Was können Anlagenbetreiber tun, die sich für die Direktvermarktung (§ 33a/b,EEG) öffnen, den Ausstieg aus dem EEG-Vergütungsmodell (§ 16,EEG) aber nicht in Eigenregie organisieren möchten? Hierfür gibt es mittlerweile zahlreiche Anbieter, die bei der Vermarktung von Ökostrom helfen.

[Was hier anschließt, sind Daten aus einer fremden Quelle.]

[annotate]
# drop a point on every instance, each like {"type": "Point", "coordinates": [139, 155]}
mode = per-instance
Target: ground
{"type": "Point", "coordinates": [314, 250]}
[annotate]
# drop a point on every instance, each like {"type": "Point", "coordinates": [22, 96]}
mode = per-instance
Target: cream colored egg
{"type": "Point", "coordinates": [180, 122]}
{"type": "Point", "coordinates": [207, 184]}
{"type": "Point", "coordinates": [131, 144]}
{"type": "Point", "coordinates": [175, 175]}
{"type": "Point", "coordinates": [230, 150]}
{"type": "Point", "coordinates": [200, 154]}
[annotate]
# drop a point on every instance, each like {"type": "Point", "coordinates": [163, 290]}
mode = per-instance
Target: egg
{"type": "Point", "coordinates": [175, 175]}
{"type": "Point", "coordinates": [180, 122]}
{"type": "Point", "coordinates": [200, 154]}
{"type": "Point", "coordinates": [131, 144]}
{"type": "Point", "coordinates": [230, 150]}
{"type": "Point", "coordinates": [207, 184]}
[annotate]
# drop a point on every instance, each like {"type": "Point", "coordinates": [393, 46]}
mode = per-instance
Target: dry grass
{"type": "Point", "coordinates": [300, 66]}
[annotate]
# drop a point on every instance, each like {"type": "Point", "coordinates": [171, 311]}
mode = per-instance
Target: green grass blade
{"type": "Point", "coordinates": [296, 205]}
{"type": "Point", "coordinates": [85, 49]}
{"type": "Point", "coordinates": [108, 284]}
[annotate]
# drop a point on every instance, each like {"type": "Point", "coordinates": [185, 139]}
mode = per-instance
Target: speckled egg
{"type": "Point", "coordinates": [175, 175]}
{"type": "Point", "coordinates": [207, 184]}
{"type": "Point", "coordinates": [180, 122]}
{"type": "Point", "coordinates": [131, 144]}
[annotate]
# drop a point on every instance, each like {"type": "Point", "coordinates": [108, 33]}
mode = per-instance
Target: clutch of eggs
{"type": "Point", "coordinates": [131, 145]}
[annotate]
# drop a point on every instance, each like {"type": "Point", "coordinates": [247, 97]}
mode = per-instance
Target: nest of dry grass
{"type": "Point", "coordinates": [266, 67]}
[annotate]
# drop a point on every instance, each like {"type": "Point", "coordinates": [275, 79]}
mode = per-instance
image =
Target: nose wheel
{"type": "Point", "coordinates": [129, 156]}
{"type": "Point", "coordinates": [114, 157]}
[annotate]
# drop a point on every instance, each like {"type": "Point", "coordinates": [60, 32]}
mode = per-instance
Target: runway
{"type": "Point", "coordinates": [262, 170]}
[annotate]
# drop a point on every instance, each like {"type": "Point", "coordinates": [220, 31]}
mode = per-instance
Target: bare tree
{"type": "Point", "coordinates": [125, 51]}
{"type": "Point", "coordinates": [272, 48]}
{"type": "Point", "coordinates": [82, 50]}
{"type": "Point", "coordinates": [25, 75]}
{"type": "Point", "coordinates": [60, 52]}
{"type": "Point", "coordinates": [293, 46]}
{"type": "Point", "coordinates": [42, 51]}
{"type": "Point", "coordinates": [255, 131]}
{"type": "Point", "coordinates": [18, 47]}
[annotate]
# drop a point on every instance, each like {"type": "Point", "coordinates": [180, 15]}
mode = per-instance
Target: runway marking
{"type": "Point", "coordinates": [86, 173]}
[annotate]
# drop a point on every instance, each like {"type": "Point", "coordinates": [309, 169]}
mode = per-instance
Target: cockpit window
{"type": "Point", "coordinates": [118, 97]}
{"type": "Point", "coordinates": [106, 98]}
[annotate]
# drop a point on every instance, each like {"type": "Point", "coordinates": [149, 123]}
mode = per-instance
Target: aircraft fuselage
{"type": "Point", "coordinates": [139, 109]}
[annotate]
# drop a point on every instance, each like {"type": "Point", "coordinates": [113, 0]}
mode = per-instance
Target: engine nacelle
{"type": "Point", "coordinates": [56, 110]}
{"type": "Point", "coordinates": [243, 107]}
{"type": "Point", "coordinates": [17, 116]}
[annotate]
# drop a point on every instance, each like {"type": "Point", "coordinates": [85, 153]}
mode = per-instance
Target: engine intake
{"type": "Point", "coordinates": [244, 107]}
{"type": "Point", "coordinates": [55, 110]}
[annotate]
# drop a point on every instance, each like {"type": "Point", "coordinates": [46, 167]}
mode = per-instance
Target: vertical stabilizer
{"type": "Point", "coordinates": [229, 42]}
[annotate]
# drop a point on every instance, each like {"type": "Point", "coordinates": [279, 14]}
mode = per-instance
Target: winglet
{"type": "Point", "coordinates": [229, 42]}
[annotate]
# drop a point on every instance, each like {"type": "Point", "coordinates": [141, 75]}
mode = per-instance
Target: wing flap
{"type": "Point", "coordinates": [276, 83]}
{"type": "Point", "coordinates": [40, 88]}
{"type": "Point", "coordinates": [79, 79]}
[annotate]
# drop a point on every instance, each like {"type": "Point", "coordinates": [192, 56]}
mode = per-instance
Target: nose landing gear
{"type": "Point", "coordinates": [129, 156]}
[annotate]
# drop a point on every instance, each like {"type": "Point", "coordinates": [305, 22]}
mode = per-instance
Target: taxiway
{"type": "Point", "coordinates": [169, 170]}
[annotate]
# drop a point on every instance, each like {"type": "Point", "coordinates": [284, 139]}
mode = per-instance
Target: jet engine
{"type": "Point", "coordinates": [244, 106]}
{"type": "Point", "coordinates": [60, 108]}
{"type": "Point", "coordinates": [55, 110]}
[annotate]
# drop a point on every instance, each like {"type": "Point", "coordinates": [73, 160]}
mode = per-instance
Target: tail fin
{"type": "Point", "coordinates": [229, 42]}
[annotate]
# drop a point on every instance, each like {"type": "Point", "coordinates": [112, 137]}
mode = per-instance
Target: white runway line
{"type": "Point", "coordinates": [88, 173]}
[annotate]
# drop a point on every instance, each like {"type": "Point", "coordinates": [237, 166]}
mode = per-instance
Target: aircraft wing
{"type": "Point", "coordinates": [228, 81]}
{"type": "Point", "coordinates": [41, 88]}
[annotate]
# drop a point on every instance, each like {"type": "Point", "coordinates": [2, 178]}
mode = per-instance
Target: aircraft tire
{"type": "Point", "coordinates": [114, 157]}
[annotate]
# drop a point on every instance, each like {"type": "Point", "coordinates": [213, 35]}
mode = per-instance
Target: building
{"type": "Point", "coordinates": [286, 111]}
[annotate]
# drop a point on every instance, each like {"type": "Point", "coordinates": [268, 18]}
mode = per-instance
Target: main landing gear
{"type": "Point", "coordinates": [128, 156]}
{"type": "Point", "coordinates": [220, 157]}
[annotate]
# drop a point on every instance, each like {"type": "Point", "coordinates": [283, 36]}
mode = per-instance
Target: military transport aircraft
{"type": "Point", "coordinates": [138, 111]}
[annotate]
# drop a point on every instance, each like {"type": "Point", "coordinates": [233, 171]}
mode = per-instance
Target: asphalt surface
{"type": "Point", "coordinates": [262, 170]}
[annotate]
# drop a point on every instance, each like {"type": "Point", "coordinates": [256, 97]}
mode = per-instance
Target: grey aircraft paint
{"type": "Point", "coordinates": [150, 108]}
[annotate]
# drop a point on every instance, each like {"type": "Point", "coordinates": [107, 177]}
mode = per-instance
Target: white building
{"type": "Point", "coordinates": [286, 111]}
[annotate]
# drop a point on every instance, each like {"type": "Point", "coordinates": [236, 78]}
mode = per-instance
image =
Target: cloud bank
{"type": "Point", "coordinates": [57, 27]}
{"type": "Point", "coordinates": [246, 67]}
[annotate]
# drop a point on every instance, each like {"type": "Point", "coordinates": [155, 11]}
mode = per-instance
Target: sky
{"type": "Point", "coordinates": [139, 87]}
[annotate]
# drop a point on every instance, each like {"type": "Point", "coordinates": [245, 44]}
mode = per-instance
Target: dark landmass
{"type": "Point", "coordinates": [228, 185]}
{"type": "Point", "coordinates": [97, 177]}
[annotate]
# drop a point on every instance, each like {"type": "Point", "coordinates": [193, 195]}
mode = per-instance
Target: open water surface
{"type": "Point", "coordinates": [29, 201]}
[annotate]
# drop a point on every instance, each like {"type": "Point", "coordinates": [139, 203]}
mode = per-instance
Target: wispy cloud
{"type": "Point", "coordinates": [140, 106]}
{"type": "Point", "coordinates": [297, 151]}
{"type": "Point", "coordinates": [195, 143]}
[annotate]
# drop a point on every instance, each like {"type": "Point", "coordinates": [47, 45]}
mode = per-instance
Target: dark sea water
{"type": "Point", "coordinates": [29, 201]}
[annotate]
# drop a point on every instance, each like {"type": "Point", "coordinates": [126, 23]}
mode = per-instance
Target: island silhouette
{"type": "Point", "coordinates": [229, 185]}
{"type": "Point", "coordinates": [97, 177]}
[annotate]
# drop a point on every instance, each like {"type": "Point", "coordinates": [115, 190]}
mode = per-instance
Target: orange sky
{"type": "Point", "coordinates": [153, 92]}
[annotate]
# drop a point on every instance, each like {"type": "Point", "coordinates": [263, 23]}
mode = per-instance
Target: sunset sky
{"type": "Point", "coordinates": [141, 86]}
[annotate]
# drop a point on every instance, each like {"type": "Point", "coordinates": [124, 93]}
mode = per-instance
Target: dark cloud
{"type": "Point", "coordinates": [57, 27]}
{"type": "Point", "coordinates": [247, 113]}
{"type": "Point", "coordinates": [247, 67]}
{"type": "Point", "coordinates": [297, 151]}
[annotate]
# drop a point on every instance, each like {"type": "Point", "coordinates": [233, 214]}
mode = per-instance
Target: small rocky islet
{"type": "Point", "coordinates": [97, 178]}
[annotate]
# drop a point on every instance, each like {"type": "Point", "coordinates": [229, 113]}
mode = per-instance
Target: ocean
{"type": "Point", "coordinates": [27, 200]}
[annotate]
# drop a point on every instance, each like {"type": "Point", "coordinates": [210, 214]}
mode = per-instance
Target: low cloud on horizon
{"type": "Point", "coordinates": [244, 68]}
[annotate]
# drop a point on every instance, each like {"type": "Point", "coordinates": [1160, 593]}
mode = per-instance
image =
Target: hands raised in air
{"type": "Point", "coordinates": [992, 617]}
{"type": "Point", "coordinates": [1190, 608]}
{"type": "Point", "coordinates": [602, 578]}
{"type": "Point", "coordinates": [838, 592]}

Die zentrale Dienstleistung der Direktvermarkter liegt darin, dass sie ein Portfolio von erneuerbaren Energieanlagen aufbauen, um auf diesem Wege eine kritische Masse an erneuerbaren Erzeugungskapazität zu erreichen. Anschließend werden die Anlagen so zusammen geschaltet, dass ein virtuelles Kraftwerk (regeneratives Kombikraftwerk) entsteht. Dieses wird so betrieben, dass es nachfrageorientiert Ökostrom erzeugt, der dann an der Strombörse gehandelt wird.

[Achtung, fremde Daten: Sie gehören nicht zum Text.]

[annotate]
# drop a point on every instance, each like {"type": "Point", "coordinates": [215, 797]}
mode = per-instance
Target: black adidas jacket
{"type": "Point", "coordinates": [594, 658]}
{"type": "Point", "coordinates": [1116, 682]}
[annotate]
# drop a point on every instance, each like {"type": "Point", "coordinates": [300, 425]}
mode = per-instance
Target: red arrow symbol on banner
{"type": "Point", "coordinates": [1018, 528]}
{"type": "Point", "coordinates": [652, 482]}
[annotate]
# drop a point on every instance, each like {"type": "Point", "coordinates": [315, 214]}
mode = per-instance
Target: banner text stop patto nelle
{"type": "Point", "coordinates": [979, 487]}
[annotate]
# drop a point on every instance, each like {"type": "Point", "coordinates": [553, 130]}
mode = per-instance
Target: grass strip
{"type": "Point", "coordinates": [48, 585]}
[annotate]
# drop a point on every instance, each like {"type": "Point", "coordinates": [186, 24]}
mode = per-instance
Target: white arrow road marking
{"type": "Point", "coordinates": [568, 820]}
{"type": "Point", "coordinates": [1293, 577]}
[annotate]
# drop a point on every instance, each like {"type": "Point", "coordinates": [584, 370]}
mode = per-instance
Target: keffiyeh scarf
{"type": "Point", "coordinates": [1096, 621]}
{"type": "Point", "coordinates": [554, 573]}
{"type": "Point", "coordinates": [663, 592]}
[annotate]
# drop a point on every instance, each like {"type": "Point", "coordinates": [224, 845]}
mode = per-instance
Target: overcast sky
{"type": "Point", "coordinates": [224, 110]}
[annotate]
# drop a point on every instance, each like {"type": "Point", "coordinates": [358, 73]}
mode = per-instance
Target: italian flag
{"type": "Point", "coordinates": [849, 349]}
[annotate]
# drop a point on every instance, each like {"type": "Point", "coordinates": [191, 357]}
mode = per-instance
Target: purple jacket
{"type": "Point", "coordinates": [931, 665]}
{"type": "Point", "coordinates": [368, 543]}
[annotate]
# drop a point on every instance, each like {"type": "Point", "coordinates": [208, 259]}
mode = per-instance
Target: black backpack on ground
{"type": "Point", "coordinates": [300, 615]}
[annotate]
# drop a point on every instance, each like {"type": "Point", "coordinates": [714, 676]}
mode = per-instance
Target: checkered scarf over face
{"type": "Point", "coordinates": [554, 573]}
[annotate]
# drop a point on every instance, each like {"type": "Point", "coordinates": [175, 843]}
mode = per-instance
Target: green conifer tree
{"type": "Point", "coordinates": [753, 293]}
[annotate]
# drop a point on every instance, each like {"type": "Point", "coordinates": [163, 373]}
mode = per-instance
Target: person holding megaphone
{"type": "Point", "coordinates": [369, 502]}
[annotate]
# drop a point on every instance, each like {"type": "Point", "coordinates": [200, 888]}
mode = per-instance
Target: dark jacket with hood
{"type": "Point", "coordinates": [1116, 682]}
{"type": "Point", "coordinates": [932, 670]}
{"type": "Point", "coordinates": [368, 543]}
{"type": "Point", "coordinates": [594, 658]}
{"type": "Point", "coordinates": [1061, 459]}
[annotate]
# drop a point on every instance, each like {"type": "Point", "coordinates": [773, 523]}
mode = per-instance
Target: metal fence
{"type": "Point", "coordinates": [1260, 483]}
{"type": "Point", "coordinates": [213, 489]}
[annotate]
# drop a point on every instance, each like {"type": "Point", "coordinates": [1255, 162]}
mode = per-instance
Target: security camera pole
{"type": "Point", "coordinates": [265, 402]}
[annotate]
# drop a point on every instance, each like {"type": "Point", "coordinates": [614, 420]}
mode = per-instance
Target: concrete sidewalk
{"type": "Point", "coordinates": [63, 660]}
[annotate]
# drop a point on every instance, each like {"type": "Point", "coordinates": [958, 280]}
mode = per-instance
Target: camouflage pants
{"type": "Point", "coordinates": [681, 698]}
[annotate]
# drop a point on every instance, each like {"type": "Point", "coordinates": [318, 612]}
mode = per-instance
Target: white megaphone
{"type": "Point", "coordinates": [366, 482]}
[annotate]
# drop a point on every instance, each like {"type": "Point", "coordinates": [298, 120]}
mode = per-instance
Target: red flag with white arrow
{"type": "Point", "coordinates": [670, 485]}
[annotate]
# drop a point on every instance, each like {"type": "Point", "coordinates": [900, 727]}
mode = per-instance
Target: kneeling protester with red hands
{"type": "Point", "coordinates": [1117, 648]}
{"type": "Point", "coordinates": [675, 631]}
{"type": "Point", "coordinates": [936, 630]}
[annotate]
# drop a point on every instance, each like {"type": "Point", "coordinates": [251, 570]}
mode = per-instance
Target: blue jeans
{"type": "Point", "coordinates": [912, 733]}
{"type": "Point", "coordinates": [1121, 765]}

Ein im März veröffentlichter Film der Agentur für erneuerbare Energien (AEE) stellt eine Vision für die Energieversorgung der Zukunft mit Hilfe von regenerativen Kombikraftwerken vor. Gemessen an den aktuellen Entwicklungen der Energiewende-Debatte scheint der Film sehr optimistisch. Auf der anderen Seite können wir Utopien dieser Art sehr gut gebrauchen!

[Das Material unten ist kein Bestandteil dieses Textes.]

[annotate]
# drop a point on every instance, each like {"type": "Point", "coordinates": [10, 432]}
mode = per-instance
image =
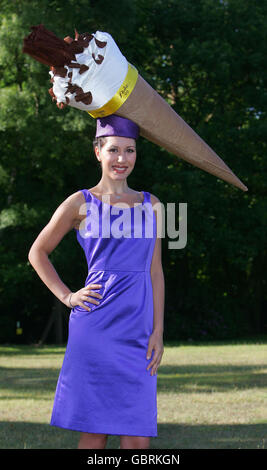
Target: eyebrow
{"type": "Point", "coordinates": [116, 146]}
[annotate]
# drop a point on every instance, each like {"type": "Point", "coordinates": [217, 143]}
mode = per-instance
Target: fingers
{"type": "Point", "coordinates": [158, 353]}
{"type": "Point", "coordinates": [88, 294]}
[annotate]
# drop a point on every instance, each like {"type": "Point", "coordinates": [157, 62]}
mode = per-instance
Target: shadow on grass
{"type": "Point", "coordinates": [26, 350]}
{"type": "Point", "coordinates": [36, 382]}
{"type": "Point", "coordinates": [19, 435]}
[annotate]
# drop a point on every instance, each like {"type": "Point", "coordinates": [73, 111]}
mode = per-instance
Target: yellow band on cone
{"type": "Point", "coordinates": [120, 96]}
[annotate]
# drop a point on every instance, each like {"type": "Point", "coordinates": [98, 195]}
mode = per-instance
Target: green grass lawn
{"type": "Point", "coordinates": [209, 397]}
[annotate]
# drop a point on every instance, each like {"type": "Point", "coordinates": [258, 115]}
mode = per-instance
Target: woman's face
{"type": "Point", "coordinates": [118, 156]}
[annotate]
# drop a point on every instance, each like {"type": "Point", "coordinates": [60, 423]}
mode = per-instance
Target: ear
{"type": "Point", "coordinates": [97, 151]}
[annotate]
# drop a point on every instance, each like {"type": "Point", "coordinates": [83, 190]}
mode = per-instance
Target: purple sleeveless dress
{"type": "Point", "coordinates": [103, 386]}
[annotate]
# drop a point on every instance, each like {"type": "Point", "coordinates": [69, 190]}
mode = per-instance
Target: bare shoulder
{"type": "Point", "coordinates": [71, 206]}
{"type": "Point", "coordinates": [74, 200]}
{"type": "Point", "coordinates": [154, 199]}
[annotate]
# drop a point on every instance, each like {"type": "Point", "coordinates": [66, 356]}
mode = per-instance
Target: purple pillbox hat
{"type": "Point", "coordinates": [117, 126]}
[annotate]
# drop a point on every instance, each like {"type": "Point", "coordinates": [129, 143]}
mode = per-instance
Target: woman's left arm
{"type": "Point", "coordinates": [158, 285]}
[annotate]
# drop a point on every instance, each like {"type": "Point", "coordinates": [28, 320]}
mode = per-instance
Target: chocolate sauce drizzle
{"type": "Point", "coordinates": [43, 45]}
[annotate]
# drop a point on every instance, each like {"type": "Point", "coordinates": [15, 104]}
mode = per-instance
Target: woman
{"type": "Point", "coordinates": [107, 384]}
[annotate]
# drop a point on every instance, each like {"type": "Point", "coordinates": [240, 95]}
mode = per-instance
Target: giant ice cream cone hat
{"type": "Point", "coordinates": [90, 73]}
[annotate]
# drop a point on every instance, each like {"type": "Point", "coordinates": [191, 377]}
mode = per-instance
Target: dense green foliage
{"type": "Point", "coordinates": [208, 59]}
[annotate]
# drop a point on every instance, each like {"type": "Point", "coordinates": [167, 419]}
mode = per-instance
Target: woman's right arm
{"type": "Point", "coordinates": [61, 222]}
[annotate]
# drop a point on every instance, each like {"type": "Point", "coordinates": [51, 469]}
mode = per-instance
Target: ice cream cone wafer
{"type": "Point", "coordinates": [91, 74]}
{"type": "Point", "coordinates": [160, 124]}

In einer der letzten Ausgaben der Zeitung Energie & Management (E&M), von der ich seit Jahren zufriedener Leser bin, wurde eine Umfrage bei Direktvermarktern von Ökostrom in Deutschland veröffentlicht. Diese hat gezeigt, dass von den rund 25 GW Anlagenkapazität die sich bereits in der Direktvermarktung befinden, über 80 Prozent auf Windenergieanlagen basieren. Der Marktführer bei der Direktvermarktung von Ökostrom ist das norwegische Unternehmen Statkraft Markets mit einer Kapazität von 7.850 MW.

Hier finden Sie die 5 größten Anbieter für die Direktvermarktung mit Portfolios für Bioenergie.

  • Clean Energy Source (Leipzig): 2.100 MW gesamt, 400 MW Biomasse
  • Next Kraftwerke (Köln): 400 MW, 290 MW Biomasse
  • Energy2Market (Leipzig): 2.470 MW gesamt, 250 MW Biomasse
  • RWE Energiedienstleistungen (Essen): 319 MW gesamt, 42 MW Biomasse
  • Bischoff & Dietze Energy (Hamburg): 400 MW gesamt, 30 MW Biomasse

Es überrascht nicht, dass die beiden größten Direktvermarkter von Bioenergie (Clens, Energy2Market) in Leipzig ansässig sind, wo die Strombörse EEX und das

Deutsche BiomasseForschungsZentrum (DBFZ) positioniert sind. Der aktuelle Stand von Bioenergieanlagen die sich in der Direktvermarktung befinden, liegt noch unter 1.000 MW. Die vorliegende Gesamtleistung von etwa 3.200 MW, die allein die gasförmige Bioenergie auf die Waage bringt zeigt, dass das Potential der Bioenergie-Direktvermarktung noch lange nicht ausgeschöpft ist.

Was denken Sie über die Direktvermarktung von Ökostrom und zukünftig vielleicht auch Ökogas? Nützt diese der Bioenergie, beziehungsweise den erneuerbaren Energien insgesamt oder gefährdet ihre Komplexität die Weiterentwicklung einer dezentralen Energiewende?